Another thing Nuytemans has noticed from her first year in the region is how much agencies are asked to pitch. Not that this is unique to the Middle East, but it is perhaps more prevalent here than in other markets. Nuytemans says of brands that “pitches is just what they do”. Procurement tends to drive the process, which means “it’s not about anything, and everything gets pitched”. This makes for short periods of intense work for the agencies invited to take part – a guest list that is often long.

Nutytemans admits that lots of pitches means “a lot of opportunity”, but also says it hurts agencies when marketers call for submissions as though the process were free. “If [an agency] does too many of them and you don’t convert enough of them, it ultimately hurts our people,” she says.

One of Nuytemans’ key concerns is picking which pitches to go for. “We can’t afford to participate in many and do a half-hearted job and actually not win,” she says. “Because it hurts our business significantly.”

Clients who call pitches tend often look for the wrong things, she adds. “A pitch was always supposed to let [the client] get a feel of who you are and what you can do,” she explains. “It was never ultimately about actually finding the final answer.”

Pitches are artificially isolated, and the industry agrees, says Nuytemans, that “work will benefit when we can interact with our clients and talk and question and work together and collaborate, rather than do the pony trick of disappearing for three weeks and coming back and saying ‘tada!’. It doesn’t work like that any more.”

She has the following advice to clients looking to pitch:

1. Appreciate partnership and loyalty. “When you’ve worked with a partner agency for a while it’s not always going to be rosy, just as in any relationship.
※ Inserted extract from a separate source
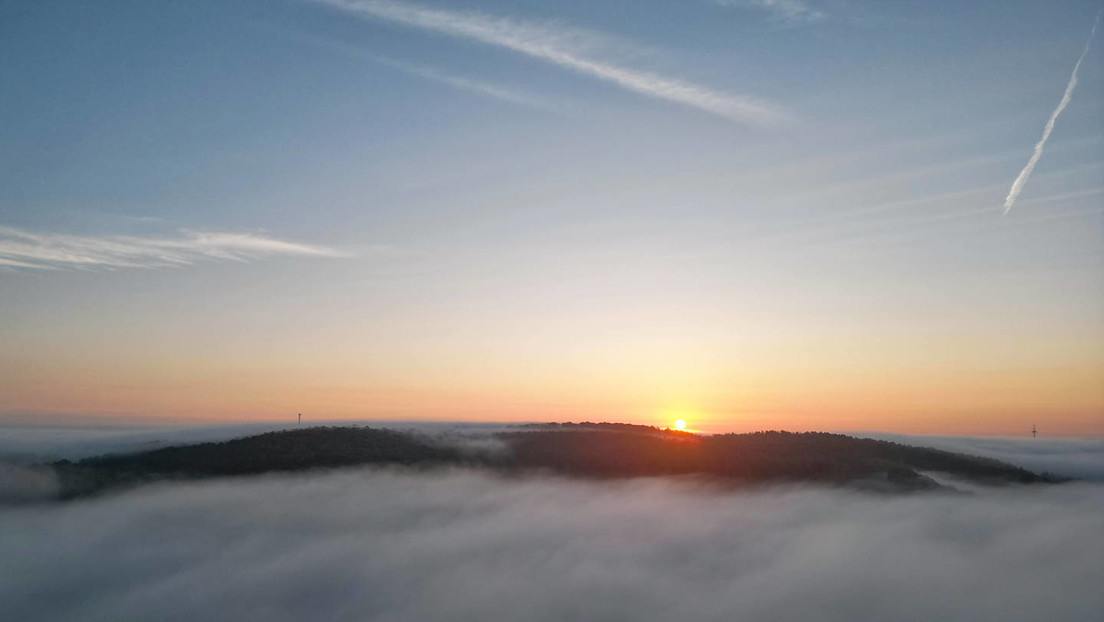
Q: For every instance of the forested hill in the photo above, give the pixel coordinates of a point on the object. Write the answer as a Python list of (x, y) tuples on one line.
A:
[(583, 450)]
But you’ve invested so much in those people to get to know your brand and do to all the work and to learn how you work. So if things go bad and your natural inclination is to repitch the business, think again. Ask if you can’t work through the bump together with your friend and partner. Because getting over bad times often solidifies a relationship.”

2. Don’t use pitches as an excuse to get free work. “Do it to really get to know an agency, its way of working and its ability, to see if that agency fits with who you are. Don’t ask for the impossible, and don’t ask
for anything and everything in a super-short period of time, because by squeezing you are getting something out abnormally. That’s not how agencies normally work. It doesn’t mean they can’t work fast or do a lot, but it creates a fake environment rather than a realistic one.”

3. Procurement. “When there is a necessity for a three-year procurement review, do you really need a full pitch? If it is about financials, ask for financials. You don’t have to ask for all the work again.”

4. Respect and loyalty. “To summarise, just respect that an agency is just a bunch of people. Imagine if somebody came to you and asked you every week for a bunch of free work. It’s unsustainable, so to be honest if you can help us out by being a bit more loyal, asking for things that are a genuine test of the agency, not for a total strategy or the exact answer. You won’t get that because it’s a fake kind of environment. You can help us elevate the burden a little bit.”

She ends, though, by admitting: “We love pitching, to be honest. Agencies love that, everybody in agencies loves it. But if it can be done within the boundaries of reason that would be a great thing.”

Under her watch Ogilvy plans to win more. It will put social media capabilities at the centre of what it does, and move beyond its 70th year refounded and reinvigorated.